Le Corbusier called architecture the 'masterly, correct and magnificent play of masses brought together in light'. Many projects don't offer much opportunity for that kind of thing, and nor are most clients necessarily seeking it, but here, in both cases, the opportunity has been taken for 'shapemaking' on an impressive scale.
Wakefield and Brockholes both bring together assemblies of variations on a single form - an implied 'house' - to form a powerful and memorable composition. Each has a watery site that is both difficult (gritty regeneration context at Wakefield, reclaimed gravel pits at Brockholes), and also full of promise in the dramatic opportunities offered.
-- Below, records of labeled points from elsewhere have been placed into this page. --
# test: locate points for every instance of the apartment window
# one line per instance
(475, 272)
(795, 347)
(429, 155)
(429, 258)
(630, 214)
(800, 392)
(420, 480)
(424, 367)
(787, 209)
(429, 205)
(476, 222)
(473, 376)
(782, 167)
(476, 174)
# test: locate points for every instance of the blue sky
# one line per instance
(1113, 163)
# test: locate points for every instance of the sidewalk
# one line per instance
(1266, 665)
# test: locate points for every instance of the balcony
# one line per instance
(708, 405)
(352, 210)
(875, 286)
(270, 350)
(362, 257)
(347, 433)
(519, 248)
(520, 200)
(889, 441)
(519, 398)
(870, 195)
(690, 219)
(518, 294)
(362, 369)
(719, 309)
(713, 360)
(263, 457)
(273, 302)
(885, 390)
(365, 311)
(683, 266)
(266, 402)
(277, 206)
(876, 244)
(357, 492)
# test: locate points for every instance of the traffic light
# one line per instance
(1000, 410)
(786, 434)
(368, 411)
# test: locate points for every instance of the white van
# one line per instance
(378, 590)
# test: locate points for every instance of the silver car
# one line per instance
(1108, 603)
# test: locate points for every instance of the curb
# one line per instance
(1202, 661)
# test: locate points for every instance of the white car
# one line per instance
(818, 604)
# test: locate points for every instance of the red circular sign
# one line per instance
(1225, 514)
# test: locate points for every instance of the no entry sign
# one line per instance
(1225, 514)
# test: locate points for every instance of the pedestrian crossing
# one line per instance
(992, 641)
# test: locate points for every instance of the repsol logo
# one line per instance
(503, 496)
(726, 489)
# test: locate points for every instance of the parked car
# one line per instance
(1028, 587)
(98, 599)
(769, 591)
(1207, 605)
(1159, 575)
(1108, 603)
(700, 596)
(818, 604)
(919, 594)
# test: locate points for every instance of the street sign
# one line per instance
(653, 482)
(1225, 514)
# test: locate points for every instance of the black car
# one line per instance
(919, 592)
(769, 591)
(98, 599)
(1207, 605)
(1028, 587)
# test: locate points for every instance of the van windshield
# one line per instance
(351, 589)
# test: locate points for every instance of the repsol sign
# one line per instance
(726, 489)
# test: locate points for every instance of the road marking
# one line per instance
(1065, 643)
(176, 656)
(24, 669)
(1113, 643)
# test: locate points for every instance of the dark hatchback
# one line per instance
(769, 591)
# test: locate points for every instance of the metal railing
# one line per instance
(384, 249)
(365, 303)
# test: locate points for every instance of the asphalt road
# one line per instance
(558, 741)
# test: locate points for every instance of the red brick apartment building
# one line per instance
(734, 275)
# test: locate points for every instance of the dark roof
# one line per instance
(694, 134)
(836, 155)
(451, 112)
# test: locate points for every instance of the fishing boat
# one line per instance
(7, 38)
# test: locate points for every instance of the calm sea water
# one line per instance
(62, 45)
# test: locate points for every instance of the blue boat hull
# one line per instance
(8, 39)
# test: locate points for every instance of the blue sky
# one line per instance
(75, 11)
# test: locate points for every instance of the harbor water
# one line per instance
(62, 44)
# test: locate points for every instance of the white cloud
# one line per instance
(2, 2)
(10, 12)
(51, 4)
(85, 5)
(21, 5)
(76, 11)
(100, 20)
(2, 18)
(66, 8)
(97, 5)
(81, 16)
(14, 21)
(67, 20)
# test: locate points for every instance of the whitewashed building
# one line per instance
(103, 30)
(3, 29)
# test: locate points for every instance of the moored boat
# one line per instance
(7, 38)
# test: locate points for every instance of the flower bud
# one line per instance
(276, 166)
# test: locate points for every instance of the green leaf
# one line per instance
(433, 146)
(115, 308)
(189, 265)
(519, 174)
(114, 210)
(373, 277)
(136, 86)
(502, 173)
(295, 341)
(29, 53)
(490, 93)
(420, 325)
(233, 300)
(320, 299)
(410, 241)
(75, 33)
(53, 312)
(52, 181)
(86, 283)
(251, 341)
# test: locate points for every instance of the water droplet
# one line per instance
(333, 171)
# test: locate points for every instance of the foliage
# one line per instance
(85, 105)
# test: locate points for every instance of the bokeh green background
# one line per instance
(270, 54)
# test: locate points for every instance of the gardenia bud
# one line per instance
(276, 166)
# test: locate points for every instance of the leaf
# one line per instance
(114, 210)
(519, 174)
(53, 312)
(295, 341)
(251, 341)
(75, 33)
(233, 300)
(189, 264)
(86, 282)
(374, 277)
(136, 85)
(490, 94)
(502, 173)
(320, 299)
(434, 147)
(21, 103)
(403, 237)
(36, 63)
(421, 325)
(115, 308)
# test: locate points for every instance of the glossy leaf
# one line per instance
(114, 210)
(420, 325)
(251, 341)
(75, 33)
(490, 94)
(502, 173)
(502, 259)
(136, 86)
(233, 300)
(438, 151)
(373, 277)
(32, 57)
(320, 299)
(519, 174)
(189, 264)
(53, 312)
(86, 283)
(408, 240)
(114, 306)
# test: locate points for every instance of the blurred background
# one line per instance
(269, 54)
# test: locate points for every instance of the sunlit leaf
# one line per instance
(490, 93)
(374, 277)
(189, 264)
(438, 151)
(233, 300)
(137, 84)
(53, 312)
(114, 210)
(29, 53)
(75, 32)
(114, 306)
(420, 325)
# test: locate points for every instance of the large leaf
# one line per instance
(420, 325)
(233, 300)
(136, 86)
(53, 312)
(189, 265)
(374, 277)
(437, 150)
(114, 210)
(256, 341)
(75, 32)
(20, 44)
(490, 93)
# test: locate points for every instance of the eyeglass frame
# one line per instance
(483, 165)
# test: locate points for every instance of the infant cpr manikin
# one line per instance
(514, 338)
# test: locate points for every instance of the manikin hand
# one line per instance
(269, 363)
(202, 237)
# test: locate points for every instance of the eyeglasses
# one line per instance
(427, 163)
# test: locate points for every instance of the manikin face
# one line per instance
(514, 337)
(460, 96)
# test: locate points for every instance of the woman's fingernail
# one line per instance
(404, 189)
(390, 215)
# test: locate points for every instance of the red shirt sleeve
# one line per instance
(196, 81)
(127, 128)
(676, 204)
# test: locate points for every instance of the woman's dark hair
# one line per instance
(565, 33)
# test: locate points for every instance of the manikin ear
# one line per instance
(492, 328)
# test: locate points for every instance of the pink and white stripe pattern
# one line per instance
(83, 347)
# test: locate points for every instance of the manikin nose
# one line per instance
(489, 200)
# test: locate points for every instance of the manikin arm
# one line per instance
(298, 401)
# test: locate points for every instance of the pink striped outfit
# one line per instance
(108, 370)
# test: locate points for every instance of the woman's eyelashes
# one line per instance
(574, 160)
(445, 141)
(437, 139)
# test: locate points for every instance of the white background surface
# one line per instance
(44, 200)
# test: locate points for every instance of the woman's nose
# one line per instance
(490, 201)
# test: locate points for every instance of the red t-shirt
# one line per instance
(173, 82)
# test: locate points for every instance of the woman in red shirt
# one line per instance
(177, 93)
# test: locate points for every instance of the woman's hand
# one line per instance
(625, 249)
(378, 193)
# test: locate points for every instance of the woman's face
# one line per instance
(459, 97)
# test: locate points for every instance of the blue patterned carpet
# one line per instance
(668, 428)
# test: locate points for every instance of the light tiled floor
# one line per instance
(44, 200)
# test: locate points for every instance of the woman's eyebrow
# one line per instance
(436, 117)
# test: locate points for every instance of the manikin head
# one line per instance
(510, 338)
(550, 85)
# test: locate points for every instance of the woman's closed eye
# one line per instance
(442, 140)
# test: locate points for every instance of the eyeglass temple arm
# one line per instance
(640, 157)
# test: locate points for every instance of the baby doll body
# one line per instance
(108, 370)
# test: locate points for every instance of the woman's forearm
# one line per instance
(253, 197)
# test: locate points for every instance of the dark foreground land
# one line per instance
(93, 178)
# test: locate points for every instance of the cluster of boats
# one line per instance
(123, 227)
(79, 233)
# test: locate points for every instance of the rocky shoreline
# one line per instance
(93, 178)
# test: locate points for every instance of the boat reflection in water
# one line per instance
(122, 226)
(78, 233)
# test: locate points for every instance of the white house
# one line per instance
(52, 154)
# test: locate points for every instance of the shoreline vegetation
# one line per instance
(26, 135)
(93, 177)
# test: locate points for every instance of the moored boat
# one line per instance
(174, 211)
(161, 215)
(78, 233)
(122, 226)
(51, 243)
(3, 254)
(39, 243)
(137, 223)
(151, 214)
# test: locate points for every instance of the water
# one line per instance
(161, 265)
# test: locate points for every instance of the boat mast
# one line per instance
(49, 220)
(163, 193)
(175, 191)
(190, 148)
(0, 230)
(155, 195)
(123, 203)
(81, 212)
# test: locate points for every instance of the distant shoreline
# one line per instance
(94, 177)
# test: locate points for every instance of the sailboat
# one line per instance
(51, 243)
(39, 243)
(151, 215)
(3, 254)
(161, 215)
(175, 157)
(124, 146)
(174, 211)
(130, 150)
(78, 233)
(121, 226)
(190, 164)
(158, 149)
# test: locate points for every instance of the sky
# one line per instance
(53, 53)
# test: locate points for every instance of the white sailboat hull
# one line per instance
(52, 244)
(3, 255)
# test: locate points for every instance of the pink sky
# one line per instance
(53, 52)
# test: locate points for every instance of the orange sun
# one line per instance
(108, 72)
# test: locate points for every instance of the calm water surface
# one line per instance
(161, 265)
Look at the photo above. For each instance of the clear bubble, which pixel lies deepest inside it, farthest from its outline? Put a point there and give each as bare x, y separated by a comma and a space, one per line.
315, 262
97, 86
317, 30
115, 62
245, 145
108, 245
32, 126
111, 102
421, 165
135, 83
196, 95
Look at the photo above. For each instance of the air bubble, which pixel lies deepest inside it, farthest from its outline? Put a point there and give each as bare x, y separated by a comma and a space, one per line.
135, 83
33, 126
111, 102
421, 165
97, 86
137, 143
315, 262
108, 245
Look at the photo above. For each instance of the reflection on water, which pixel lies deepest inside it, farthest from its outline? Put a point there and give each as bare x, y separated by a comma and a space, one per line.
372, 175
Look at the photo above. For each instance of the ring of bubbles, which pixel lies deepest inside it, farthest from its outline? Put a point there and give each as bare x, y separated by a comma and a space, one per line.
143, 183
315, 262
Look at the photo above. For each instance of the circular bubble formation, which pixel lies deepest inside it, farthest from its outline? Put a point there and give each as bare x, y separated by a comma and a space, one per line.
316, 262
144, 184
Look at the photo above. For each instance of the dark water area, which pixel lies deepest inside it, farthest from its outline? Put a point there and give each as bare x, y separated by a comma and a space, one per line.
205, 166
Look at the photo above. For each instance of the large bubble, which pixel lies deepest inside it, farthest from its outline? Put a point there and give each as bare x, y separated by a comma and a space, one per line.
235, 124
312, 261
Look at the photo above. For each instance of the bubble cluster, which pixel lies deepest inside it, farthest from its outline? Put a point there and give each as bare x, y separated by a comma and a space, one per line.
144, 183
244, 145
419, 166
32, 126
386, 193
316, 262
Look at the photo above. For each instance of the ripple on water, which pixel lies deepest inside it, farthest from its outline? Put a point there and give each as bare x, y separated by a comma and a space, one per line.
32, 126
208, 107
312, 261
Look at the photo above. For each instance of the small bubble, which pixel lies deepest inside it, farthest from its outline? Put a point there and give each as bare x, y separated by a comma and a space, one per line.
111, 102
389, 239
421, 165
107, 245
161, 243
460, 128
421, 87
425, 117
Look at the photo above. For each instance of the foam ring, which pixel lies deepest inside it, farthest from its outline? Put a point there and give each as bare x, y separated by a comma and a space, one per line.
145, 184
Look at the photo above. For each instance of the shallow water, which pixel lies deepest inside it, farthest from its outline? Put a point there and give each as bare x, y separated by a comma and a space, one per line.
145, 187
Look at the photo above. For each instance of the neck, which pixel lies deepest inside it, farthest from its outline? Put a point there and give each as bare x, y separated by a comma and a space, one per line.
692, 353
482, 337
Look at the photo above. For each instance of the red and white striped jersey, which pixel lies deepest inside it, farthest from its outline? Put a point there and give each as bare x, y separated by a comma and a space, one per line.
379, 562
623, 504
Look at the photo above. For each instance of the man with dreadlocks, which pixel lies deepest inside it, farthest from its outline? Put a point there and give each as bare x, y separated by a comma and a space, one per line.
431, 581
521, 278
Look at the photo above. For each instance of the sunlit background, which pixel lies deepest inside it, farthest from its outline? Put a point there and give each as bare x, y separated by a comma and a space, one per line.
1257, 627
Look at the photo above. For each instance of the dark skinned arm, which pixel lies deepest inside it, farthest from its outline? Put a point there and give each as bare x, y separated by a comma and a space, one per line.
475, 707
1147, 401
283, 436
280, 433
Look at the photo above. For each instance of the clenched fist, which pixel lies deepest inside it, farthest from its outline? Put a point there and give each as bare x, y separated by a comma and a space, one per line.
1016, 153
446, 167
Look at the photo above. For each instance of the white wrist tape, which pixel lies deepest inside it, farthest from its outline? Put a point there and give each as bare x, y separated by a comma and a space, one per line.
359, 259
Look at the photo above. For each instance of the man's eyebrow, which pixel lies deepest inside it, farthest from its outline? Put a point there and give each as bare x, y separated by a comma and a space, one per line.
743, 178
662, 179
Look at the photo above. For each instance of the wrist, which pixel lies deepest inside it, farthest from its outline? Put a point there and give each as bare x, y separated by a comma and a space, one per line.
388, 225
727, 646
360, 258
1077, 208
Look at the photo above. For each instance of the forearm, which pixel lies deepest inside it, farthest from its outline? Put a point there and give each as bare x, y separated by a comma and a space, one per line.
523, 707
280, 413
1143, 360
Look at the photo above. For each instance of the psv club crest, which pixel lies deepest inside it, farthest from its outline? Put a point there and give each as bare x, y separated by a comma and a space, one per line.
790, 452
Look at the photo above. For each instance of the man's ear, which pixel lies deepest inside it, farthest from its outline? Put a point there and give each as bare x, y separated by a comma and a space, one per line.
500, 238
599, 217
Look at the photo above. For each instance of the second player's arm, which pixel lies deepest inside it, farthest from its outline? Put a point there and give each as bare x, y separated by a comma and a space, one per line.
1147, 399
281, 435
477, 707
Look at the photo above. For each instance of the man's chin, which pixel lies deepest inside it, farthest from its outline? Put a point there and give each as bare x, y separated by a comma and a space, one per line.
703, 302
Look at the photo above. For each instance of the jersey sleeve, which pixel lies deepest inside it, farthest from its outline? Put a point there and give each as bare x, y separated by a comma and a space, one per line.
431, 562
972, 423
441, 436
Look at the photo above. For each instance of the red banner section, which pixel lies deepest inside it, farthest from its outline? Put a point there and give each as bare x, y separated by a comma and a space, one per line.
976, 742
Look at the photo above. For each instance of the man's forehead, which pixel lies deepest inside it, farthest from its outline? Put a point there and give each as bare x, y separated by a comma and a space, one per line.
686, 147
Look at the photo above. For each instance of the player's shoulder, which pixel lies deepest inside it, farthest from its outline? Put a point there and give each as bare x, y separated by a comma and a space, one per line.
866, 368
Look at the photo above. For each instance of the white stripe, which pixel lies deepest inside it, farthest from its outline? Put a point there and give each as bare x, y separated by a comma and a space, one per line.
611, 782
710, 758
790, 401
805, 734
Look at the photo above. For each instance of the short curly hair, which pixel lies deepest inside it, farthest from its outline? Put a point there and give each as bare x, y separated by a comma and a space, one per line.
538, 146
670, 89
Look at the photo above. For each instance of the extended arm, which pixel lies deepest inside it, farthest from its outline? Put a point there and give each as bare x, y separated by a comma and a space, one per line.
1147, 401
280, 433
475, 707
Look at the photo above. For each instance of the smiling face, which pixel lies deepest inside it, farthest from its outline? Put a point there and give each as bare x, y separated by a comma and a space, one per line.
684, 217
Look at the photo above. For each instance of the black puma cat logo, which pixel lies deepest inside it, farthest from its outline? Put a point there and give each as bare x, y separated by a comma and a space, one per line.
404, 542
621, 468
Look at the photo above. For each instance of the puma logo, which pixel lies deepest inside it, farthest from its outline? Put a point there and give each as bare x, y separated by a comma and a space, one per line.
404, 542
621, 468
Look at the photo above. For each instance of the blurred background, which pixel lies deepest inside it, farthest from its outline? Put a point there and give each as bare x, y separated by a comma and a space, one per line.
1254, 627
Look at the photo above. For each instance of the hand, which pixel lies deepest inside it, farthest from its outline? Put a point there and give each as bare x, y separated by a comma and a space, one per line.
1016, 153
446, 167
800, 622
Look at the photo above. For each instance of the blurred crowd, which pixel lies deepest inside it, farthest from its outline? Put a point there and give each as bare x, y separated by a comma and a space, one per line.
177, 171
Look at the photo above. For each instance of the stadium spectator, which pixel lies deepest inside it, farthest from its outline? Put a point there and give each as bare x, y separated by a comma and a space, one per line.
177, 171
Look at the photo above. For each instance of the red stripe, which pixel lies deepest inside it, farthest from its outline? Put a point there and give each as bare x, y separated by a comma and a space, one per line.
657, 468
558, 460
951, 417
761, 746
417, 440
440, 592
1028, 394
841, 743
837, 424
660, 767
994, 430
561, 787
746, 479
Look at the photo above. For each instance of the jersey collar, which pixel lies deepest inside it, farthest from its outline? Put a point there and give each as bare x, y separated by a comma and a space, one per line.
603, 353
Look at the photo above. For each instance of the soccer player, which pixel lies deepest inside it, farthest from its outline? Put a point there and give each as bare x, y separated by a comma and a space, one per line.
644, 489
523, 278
It was particularly pleasing at Wakefield to find that the new footbridge across the river had been delivered as part of the project to provide the main pedestrian link from the town centre, avoiding the horrors of the main road - because there have been countless regeneration projects on cut-off sites all over England that have been predicated on 'aspirational' new bridges over road, railways or rivers, that are left to someone else to pay for and which never appear. Brockholes is approached over a bridge too - what was most pleasing here was the lack of guarding to stop you falling in the water - surprising to find in our nervous, cossetted, risk-averse age. But each of these projects as a whole is challenging and risky compared with what might have been done - the clients deserve prizes as much as the architects.